Westward Ho! By Maude Wenonah Willford
Into the golden West the prairie schooners go
Over the grassy plains and wind swept hills, weary travel and slow.
Mile on mile, hour after hour, to traverse untamed land.
Trek those pioneers of early days, a brave undaunted band.
With every rise and dip of wheels along the dusty way
The great bows, canvas covered, lurch and bend and sway.
White tops, like clouds adrift across the rolling plain
Move onward, one by one, in single file, a covered wagon train.
With lagging steps and heads hung low the weary oxen plod,
Making historic trails upon a virgin sod.
Their awkward hoofs pressed deeply in the river’s glistening sand.

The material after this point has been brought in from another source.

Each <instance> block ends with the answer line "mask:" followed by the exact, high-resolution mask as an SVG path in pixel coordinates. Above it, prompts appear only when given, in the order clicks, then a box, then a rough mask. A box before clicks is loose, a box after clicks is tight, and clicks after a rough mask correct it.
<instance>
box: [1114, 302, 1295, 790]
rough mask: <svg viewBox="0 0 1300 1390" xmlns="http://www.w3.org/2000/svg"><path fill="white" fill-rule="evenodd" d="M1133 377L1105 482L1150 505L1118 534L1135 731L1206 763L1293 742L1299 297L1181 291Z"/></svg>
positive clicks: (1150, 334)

Betrayed their course to the hostile eyes of the Redskin’s roving band.
The coyote howls, the embers glow, the night winds moan and sigh;
The moon covers all with its ghostly light from the arch in the prairie sky.
But the setting sun had twinkled a promise-a-promise to stalwart men,
So with the birth of each rosy mom the wagons roll onward again.
Into the setting sun the covered wagons roll,
But e’er they reach their journey’s end death takes a mighty toll.
In lonely graves along that trail men and women lie at rest.
Who gave their lives that we might live in this great and glorious West!
As we enter this new year of 2014, may we appreciate what it took for the pioneers to build this great country and promise God that we will continue to make this a “great and glorious West.” Have a Happy and Prosperous New Year!